Membrane Clustering and Bungarotoxin Binding by the Nicotinic Acetylcholine Receptor: Role of the β Subunit
Article first published online: 23 NOV 2002
Journal of Neurochemistry
Volume 63, Issue 5, pages 1891–1899, November 1994
How to Cite
Wheeler, S. V., Jane, S. D., Cross, K. M. L., Chad, J. E. and Foreman, R. C. (1994), Membrane Clustering and Bungarotoxin Binding by the Nicotinic Acetylcholine Receptor: Role of the β Subunit. Journal of Neurochemistry, 63: 1891–1899. doi: 10.1046/j.1471-4159.1994.63051891.x
- Issue published online: 23 NOV 2002
- Article first published online: 23 NOV 2002
- Received December 22, 1993; revised manuscript received March 3, 1994; accepted March 8, 1994.
- β subunit;
- Receptor clustering;
- Xenopus oocytes;
- 43-kDa protein
Abstract: Nicotinic acetylcholine receptors (nAChRs) are localised at morphologically distinct regions of the postsynaptic membrane by interactions between the receptor subunits and cytoskeletal proteins, such as the 43-kDa protein. We have used Xenopus oocytes to examine the localisation and pharmacological properties of muscle nAChRs associated with 43-kDa protein and to compare them with hybrid muscle nAChRs containing a β subunit derived from a neuronal source.
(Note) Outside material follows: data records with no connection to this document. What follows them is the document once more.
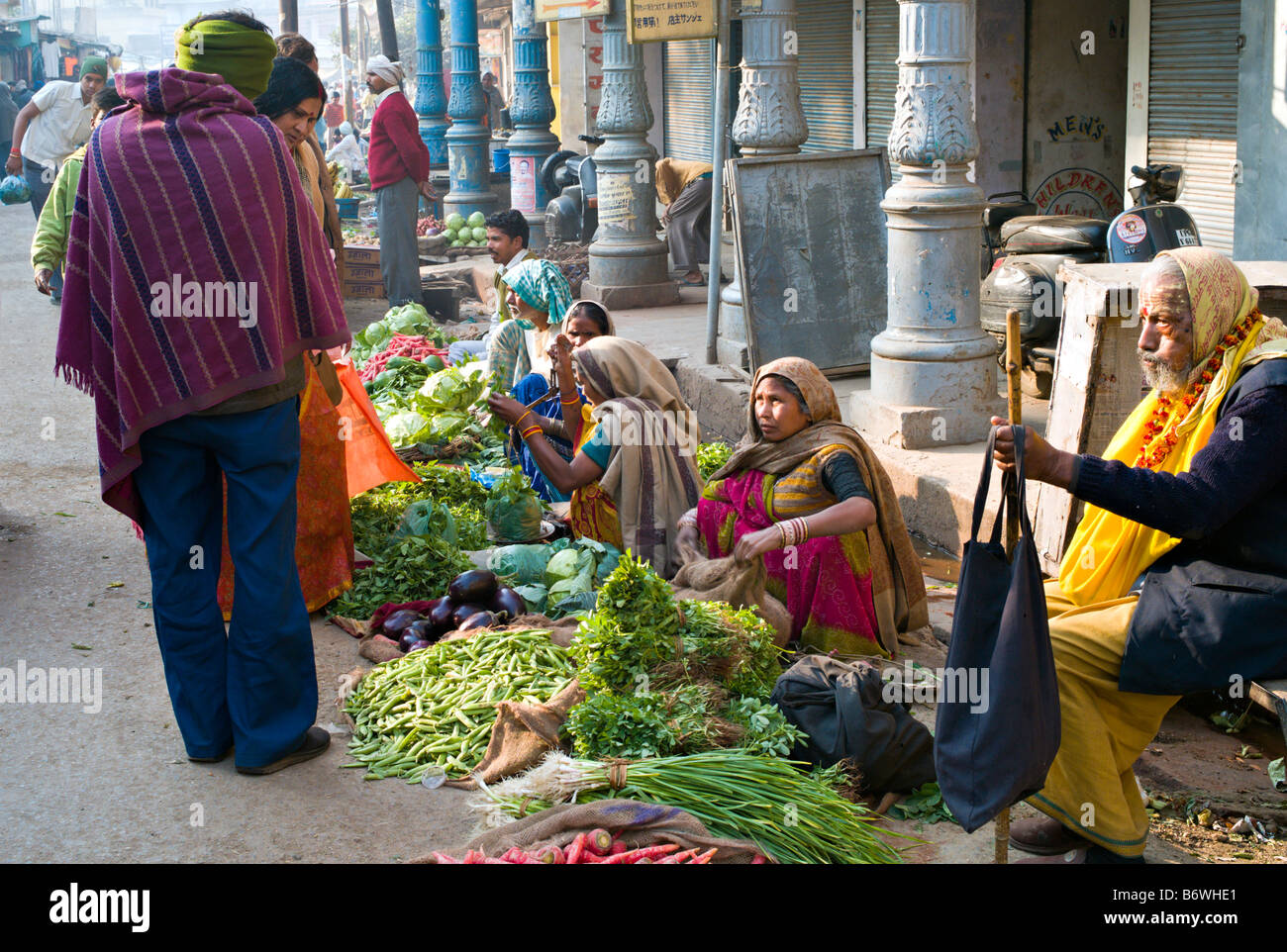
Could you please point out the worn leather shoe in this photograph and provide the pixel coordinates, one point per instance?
(1043, 836)
(314, 744)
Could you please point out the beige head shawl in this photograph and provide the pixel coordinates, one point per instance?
(652, 477)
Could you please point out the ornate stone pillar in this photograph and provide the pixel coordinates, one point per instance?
(934, 368)
(532, 110)
(770, 121)
(467, 138)
(430, 95)
(627, 261)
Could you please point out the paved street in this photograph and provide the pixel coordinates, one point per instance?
(114, 785)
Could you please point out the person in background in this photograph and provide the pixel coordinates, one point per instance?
(50, 243)
(1175, 578)
(295, 47)
(334, 116)
(685, 189)
(323, 534)
(644, 484)
(807, 493)
(202, 400)
(48, 129)
(348, 153)
(8, 114)
(494, 101)
(539, 299)
(564, 417)
(398, 163)
(507, 235)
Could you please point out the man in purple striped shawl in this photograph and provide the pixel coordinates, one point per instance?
(197, 275)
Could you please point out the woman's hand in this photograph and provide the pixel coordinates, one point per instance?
(757, 543)
(1041, 461)
(506, 408)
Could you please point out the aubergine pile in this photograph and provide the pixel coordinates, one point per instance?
(474, 600)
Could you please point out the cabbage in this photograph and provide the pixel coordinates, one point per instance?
(403, 426)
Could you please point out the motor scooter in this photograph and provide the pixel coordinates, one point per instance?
(1022, 253)
(570, 176)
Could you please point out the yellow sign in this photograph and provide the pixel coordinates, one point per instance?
(571, 9)
(648, 21)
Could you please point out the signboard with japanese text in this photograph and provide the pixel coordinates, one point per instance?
(651, 21)
(571, 9)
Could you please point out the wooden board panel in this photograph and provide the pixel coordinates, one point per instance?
(811, 240)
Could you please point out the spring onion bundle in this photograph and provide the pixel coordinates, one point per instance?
(789, 814)
(437, 707)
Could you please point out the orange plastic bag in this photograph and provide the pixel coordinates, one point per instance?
(369, 455)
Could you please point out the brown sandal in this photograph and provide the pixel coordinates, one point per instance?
(1043, 836)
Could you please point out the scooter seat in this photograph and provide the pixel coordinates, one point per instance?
(1047, 235)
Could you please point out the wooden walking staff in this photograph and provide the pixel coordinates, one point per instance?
(1015, 398)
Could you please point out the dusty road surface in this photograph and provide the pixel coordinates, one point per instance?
(112, 785)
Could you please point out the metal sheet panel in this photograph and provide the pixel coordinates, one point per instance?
(825, 30)
(815, 281)
(1193, 106)
(689, 76)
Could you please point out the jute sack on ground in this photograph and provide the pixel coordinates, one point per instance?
(739, 584)
(522, 736)
(639, 824)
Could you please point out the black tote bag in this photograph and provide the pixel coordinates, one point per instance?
(995, 749)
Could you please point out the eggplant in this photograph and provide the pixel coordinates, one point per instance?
(479, 619)
(475, 587)
(397, 622)
(463, 613)
(441, 616)
(421, 630)
(507, 604)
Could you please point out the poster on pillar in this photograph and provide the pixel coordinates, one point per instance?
(571, 9)
(523, 183)
(652, 21)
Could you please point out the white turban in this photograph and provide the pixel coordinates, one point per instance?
(385, 69)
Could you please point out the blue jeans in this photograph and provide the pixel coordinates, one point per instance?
(256, 686)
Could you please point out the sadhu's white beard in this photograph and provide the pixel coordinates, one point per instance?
(1161, 376)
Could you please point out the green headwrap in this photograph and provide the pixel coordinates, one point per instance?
(94, 64)
(243, 55)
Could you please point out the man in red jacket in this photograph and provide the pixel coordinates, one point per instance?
(398, 163)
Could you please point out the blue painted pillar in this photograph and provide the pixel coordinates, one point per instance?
(467, 138)
(430, 95)
(532, 111)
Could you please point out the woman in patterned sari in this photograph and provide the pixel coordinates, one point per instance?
(805, 492)
(323, 531)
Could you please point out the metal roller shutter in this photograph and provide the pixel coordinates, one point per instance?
(1193, 106)
(882, 52)
(689, 76)
(825, 30)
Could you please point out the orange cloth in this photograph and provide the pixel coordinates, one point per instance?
(323, 535)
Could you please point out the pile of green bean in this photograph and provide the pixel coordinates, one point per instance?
(437, 707)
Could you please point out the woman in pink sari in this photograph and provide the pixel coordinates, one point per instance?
(805, 492)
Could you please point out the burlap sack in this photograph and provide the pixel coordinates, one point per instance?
(522, 736)
(639, 824)
(739, 584)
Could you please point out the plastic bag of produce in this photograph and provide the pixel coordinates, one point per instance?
(527, 564)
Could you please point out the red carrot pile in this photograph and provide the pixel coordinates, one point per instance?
(400, 345)
(595, 847)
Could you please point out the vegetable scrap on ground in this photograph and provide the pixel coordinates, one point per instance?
(670, 698)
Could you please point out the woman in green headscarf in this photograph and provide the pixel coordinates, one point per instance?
(231, 44)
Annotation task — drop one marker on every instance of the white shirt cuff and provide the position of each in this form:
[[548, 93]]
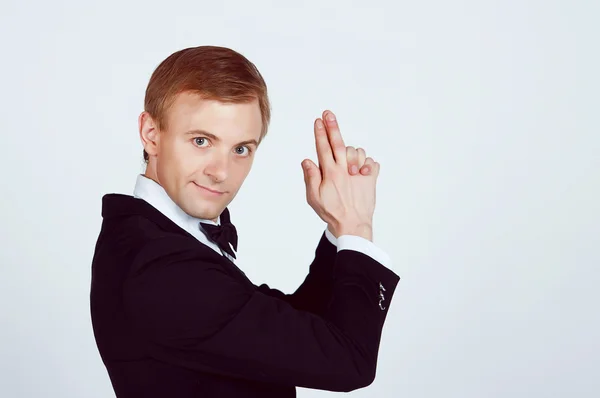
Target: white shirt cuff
[[360, 244]]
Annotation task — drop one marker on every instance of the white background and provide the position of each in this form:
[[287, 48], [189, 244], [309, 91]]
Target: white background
[[483, 115]]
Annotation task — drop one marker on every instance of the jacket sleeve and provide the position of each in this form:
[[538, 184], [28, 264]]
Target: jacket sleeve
[[314, 293], [192, 313]]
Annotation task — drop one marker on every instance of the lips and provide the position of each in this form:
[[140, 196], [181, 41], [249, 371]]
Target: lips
[[210, 190]]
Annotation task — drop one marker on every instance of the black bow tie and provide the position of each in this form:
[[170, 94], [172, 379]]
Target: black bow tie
[[222, 234]]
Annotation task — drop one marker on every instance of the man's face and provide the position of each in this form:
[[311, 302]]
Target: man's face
[[208, 145]]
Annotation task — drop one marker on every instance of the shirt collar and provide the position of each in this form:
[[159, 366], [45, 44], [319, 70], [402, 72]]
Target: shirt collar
[[153, 193]]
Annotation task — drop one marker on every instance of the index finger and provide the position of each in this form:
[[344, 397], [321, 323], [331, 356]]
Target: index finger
[[335, 139], [324, 153]]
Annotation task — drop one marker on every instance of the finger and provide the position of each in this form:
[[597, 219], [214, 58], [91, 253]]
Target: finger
[[335, 139], [312, 179], [324, 152], [352, 159], [368, 167], [362, 156]]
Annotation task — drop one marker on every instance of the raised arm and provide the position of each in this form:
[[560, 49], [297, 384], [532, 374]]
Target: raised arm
[[194, 314]]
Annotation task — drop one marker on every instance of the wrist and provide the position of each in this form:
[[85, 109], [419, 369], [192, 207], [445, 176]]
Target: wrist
[[364, 230]]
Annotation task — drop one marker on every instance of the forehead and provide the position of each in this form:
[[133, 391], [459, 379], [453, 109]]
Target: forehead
[[190, 111]]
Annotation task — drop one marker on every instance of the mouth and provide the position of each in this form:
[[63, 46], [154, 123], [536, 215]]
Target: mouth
[[215, 192]]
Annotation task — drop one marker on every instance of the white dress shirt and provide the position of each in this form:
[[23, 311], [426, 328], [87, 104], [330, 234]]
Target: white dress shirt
[[153, 193]]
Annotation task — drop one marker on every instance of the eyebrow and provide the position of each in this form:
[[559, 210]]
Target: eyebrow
[[214, 137]]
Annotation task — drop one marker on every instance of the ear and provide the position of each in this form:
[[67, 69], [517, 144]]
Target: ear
[[148, 133]]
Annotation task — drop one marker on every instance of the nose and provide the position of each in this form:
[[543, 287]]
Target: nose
[[217, 168]]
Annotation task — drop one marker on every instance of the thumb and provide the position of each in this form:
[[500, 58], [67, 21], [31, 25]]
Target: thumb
[[312, 176]]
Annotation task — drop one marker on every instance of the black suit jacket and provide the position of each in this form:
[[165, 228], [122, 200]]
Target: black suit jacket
[[174, 318]]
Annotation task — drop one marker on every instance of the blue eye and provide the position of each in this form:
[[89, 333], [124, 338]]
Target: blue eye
[[248, 148]]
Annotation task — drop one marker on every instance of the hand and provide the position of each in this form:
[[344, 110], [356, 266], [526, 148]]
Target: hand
[[346, 203], [358, 157]]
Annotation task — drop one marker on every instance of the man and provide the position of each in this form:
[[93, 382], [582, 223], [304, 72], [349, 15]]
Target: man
[[173, 315]]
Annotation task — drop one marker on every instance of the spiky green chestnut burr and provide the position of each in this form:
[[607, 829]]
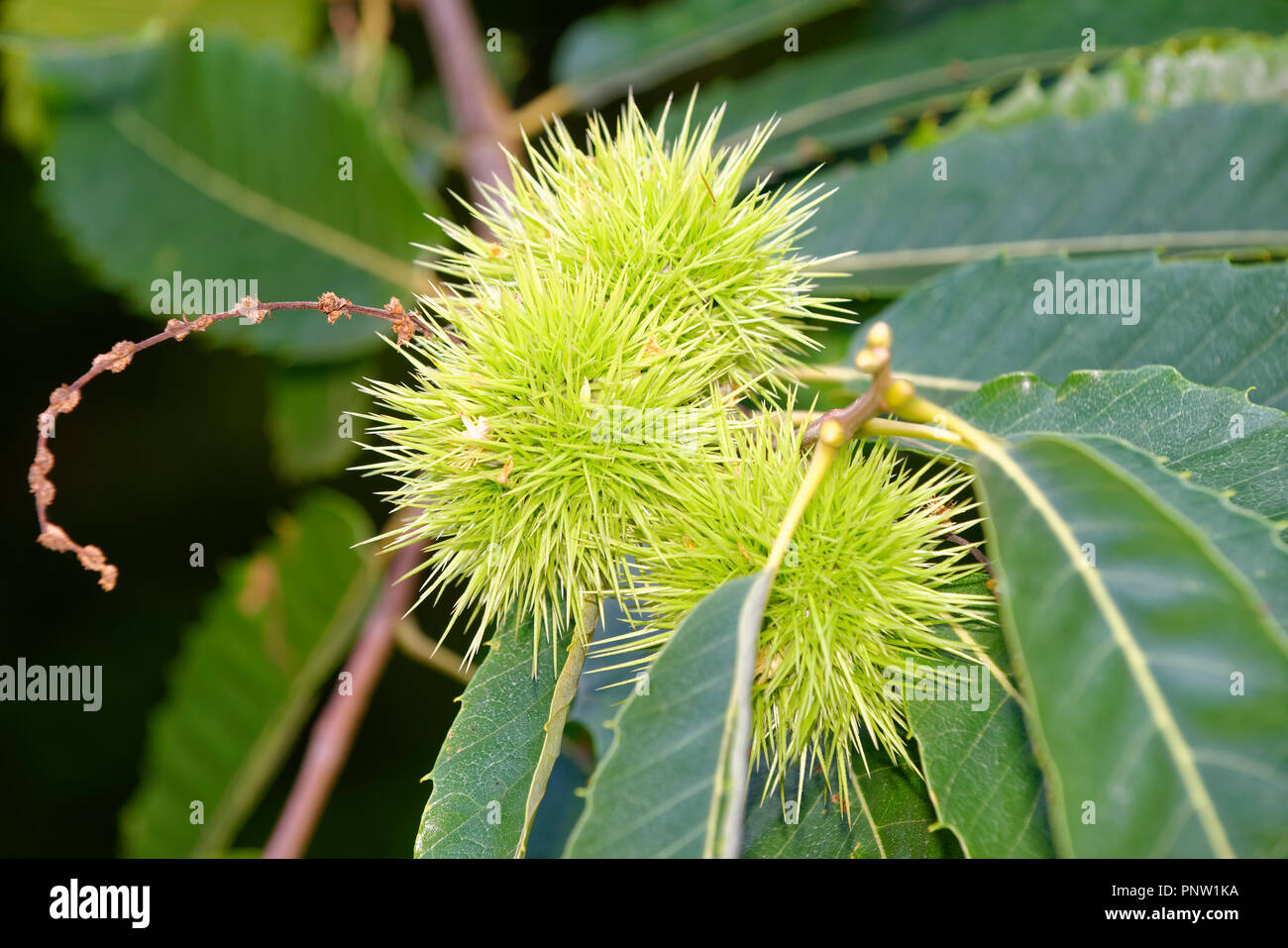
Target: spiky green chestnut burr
[[666, 215], [625, 298], [868, 576]]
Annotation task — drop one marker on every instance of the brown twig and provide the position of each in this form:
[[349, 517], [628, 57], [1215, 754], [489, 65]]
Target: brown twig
[[862, 410], [64, 398], [480, 110], [335, 728]]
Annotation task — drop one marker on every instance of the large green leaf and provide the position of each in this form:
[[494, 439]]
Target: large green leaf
[[485, 764], [1060, 184], [172, 159], [1215, 322], [977, 758], [35, 24], [890, 818], [666, 786], [246, 679], [1214, 436], [1137, 610], [838, 98]]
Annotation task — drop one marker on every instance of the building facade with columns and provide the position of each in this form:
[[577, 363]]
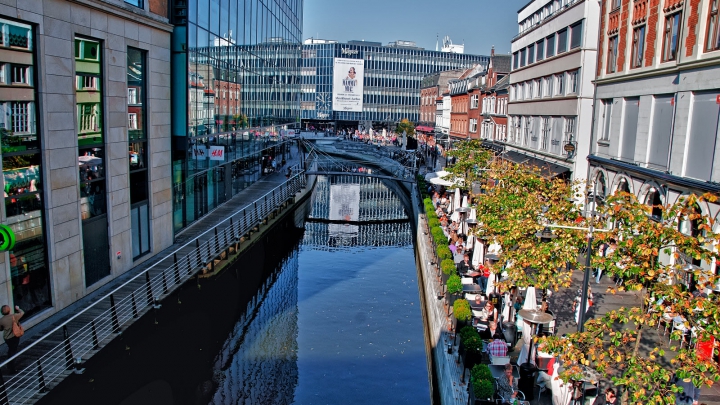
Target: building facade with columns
[[84, 88], [657, 104]]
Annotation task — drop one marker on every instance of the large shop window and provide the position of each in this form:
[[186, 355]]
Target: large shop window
[[137, 152], [92, 159], [703, 135], [629, 134], [22, 173], [663, 113]]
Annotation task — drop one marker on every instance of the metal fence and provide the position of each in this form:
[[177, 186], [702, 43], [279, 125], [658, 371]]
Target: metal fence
[[56, 354]]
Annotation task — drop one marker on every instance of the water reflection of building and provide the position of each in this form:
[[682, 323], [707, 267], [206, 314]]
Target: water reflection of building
[[366, 204], [258, 361], [376, 201]]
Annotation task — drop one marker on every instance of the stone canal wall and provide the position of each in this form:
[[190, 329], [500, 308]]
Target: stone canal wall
[[449, 383]]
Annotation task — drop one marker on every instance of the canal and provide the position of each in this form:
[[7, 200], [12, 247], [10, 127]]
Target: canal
[[325, 309]]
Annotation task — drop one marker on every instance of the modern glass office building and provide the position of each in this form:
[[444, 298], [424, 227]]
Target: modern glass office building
[[236, 66], [391, 82]]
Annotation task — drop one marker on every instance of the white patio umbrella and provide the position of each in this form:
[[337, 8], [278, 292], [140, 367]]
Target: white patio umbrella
[[530, 303], [478, 254], [560, 391], [506, 306], [491, 283]]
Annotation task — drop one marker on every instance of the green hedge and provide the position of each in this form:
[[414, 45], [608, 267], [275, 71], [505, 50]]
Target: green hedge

Receptors expressed on the oocyte outer membrane were visualised using confocal scanning laser microscopy. Coexpression of mouse muscle subunit α1β1γδ and 43-kDa protein transcripts produced discrete receptor aggregates with a diameter of 1–5 µm whose function was partially blocked by application of neuronal bungarotoxin (NBT) at 100 nM. Substitution of the β1 subunit by the neuronal β2 protein produced a functioning receptor that did not aggregate in the presence of 43-kDa protein and was substantially blocked by the same concentration of NBT. Hybrid α1β4γδ receptors exhibited a combination of characteristics in that they clustered like normal muscle subunits in the presence of 43-kDa protein, but showed a sensitivity to NBT intermediate between that of muscle receptors and that of hybrids containing β2. These results suggest that the β subunit is an important determinant in receptor localisation and sensitivity to NBT.